Ukrainian President Volodymyr Zelensky speaks to CNN’s Wolf Blitzer during an interview on Tuesday, September 19, in New York. CNN
Ukrainian President Volodymyr Zelensky urged Donald Trump to share his peace plans publicly if the former US president has a way to end the war between Ukraine and Russia ¸— but he cautioned that any peace plan under which Kyiv gives up territory would be unacceptable.
“So (if) the idea is how to take the part of our territory and to give (Russian President Vladimir) Putin, that is not the peace formula,” Zelensky told CNN’s Wolf Blitzer, following his speech at the United Nations General Assembly.
Trump, during a CNN’s town hall in May, declined to say who should prevail in Russia’s war against Ukraine, instead saying he wanted the bloodshed to end. “And I’ll have that done in 24 hours.”
Pressed Sunday on NBC’s “Meet the Press” about whether the deal would let Putin keep the land he’s taken, Trump said, “No, no. I’d make a fair deal for everybody. Nope, I’d make it fair.”
Trump, asked at the time whether it would be a win for Putin, said, “You know, that’s something that could have been negotiated. Because there were certain parts, Crimea and other parts of the country, that a lot of people expected could happen. You could have made a deal. So they could have made a deal where there’s lesser territory right now than Russia’s already taken, to be honest.”
Zelensky’s trip to the United Nations comes as Ukraine is facing its stiffest headwinds in the US to date over support for the war.
A faction of the House GOP conference is openly hostile to providing Ukraine with any additional military aid, and it remains unclear whether House Speaker Kevin McCarthy will be willing to sign off on more funding.

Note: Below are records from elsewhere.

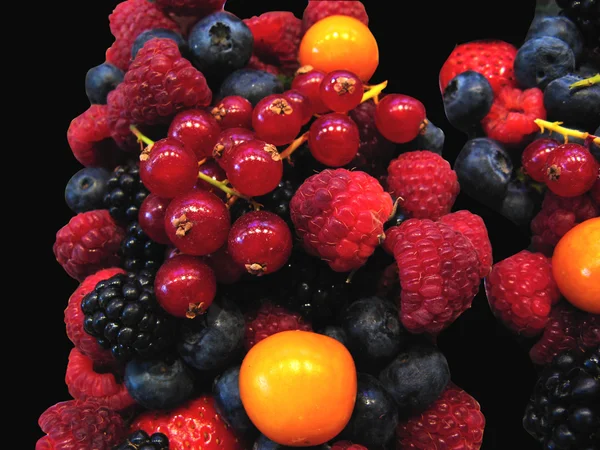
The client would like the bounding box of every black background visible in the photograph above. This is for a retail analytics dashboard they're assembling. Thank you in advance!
[33,0,544,448]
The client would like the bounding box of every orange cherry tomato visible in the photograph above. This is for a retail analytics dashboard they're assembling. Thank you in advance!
[552,217,600,313]
[298,15,379,82]
[239,330,357,446]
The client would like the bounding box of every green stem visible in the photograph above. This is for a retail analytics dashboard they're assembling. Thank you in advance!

Zelensky said he’s planning to meet with McCarthy when he travels to Washington, DC, later this week. He is also scheduled to meet with US President Joe Biden during his trip.
Asked about those skeptical of offering more funding to Ukraine, Zelensky said that it was difficult for those who have not seen war up close to compare domestic problems like civil rights or energy to the existential threat facing a country under attack.
“It’s so difficult to understand when you are in war, and when you are not in war,” Zelensky said.